10Ks and 10Qs are like looking through the rearview mirror. I agree it is important to see where the company has been but I really want to see where management plans to take the company and how they plan to go about achieving their strategic objectives.
I will read the transcripts of the most recent analyst conference calls and will pour over the company’s wesbite. I also search the internet for information that pertains to the industry in which the company operates. As you can appreciate, this can be a bit time consuming. You have clearly found this out judging from your comment.
I like to buy high-quality, mostly dividend paying stocks and evenly spread my investments over the five main economic sectors (Resources, Manufacturing, Finance, Utilities and Consumer).
When it comes to the automotive industry, like you mention above, I avoid all major auto manufacturers. Their financial results are too volatile for my liking.

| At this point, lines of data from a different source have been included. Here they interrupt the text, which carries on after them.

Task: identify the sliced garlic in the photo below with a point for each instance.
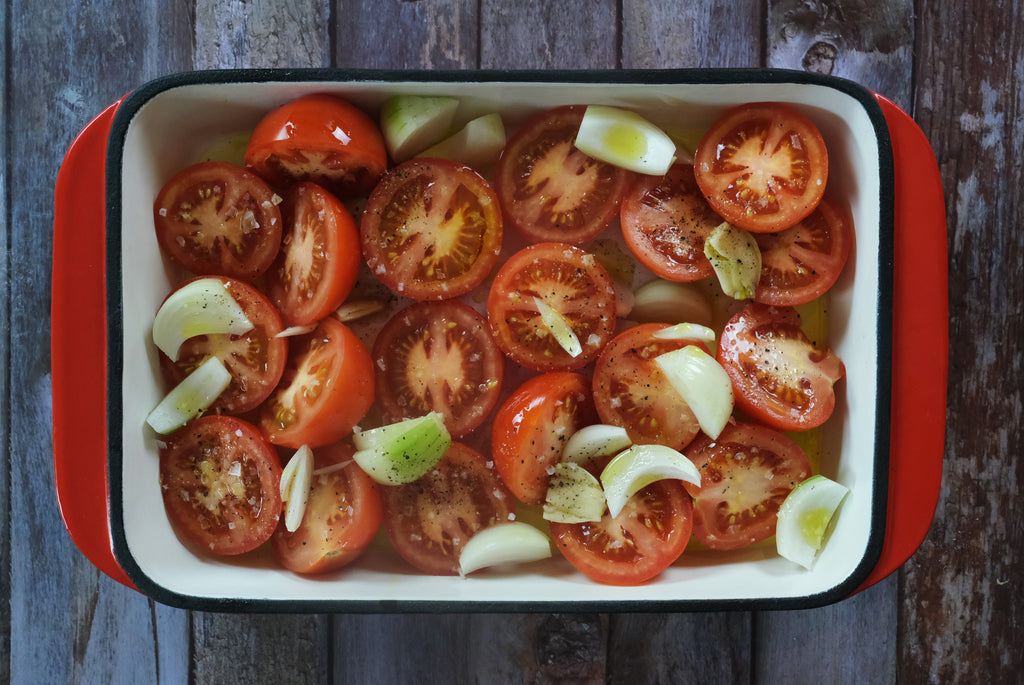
(638, 467)
(736, 259)
(295, 482)
(502, 544)
(702, 384)
(202, 307)
(574, 496)
(559, 328)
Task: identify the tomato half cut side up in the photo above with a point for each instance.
(762, 166)
(802, 262)
(531, 427)
(430, 519)
(550, 190)
(220, 481)
(320, 257)
(632, 391)
(343, 514)
(255, 359)
(572, 284)
(778, 376)
(217, 218)
(666, 220)
(431, 229)
(646, 538)
(321, 138)
(437, 356)
(745, 475)
(327, 388)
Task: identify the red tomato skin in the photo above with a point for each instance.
(531, 427)
(525, 208)
(460, 497)
(768, 467)
(255, 359)
(666, 220)
(300, 413)
(438, 335)
(731, 170)
(647, 537)
(343, 514)
(805, 260)
(745, 345)
(305, 296)
(654, 415)
(197, 460)
(523, 338)
(217, 218)
(321, 138)
(419, 188)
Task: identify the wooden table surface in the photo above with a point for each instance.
(953, 613)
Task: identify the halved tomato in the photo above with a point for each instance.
(568, 281)
(430, 520)
(255, 359)
(550, 190)
(220, 481)
(631, 390)
(431, 229)
(321, 138)
(778, 376)
(649, 533)
(217, 218)
(327, 388)
(342, 515)
(666, 220)
(438, 356)
(530, 429)
(320, 256)
(802, 262)
(744, 476)
(762, 166)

I like to pay special attention to:
Free Cash Flow as this is the lifeblood of a company;
the extent to which the company is indebted, the cost of that debt, and when the debt is due;
revenue and profitability trends;
the diversity of the company’s product line and sources of revenue (eg. is the company relying primarily on 1 or 2 key products and is the revenue coming from various parts of the world or just 1 or 2 countries);
dividend track record which includes compound annual growth rate, dividend payout ratio, and the sustainability of the dividend growth rate;
the number of shares outstanding (sometimes a company might not have an attractive dividend yield but it is buying back a ton of its o/s shares).

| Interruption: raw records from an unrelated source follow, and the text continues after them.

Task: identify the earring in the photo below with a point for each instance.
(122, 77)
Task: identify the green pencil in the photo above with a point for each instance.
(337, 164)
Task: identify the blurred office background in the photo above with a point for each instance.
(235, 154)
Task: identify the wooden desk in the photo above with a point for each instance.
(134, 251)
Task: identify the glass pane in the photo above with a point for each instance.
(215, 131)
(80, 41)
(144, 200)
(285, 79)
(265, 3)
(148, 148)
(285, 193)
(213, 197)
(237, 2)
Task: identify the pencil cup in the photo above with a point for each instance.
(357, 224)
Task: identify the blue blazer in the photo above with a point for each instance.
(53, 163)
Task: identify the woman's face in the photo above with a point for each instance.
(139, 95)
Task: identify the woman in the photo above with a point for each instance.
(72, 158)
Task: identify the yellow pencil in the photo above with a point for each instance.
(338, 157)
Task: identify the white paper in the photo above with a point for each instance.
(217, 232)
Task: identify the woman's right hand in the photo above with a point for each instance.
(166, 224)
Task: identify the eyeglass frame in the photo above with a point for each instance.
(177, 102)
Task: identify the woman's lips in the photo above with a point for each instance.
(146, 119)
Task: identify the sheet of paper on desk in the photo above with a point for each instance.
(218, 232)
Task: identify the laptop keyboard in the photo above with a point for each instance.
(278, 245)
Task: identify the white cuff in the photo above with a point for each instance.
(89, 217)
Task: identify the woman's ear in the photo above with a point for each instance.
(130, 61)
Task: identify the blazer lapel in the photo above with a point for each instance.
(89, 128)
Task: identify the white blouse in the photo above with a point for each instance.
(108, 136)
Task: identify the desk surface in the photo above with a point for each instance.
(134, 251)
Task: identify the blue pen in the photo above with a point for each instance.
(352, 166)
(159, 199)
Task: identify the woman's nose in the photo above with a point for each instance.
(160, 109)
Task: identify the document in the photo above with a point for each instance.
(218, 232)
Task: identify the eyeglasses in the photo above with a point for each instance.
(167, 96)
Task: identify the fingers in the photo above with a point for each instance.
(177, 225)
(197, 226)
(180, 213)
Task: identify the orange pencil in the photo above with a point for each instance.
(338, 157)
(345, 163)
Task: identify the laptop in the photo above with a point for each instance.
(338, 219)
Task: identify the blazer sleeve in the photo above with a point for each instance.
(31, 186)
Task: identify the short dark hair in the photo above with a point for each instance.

Spoiler alert…I am currently working on a post re: Enbridge Inc. (TSX: ENB and NYSE: ENB). Within the last several months they closed a major acquisition (Spectra Energy) which has transformed their business. It probably would not be a valuable use of my time to look at too much historical information because the ENB of today is not the same ENB of a year ago.
Keep in mind that I focus on investing in well established companies with a track record of profitability. Other investors out there are trying to identify companies where there is strong suspicion that management might be fudging things (eg. Enron, Worldcom, Sino Forest) so they can short the company’s stock. Other investors are also looking for the next “Holy Grail”. In these cases, you have to do considerably more due diligence.
I hope this helps.
Thank You for your thorough answer!!
You are right that old annual report are backward looking. However, I found I cannot convince myself to listen too much to the management. Especially in case of finding and monetizing new business opportunities.
It’s not mistrust. I appreciate that management mostly believes what they say. However, I learned you cannot predict business prospects especially in future.
I think it is easier to continue being good business then develop new good business. So, my process is mostly backward looking. The following are the positions where I analyzed history in length and made profit. On other occasions, I believed what management said and lost big (IBM, LQDT, TMQ, RSH, SUNE).
Long GLW, PM, UL, DEO, VFC, BRK, HON, JNJ, UTX, HRL, RTN, BEN, MMM, PPG, AER, BASF, SIE, ASSA-B, NVO, KNEBV
Recently trimming ORCL, WMT, MAN, DE, CMI
The only exception to the rule is BBBY which had good metrics whenever you looked, but turned to be value trap atm.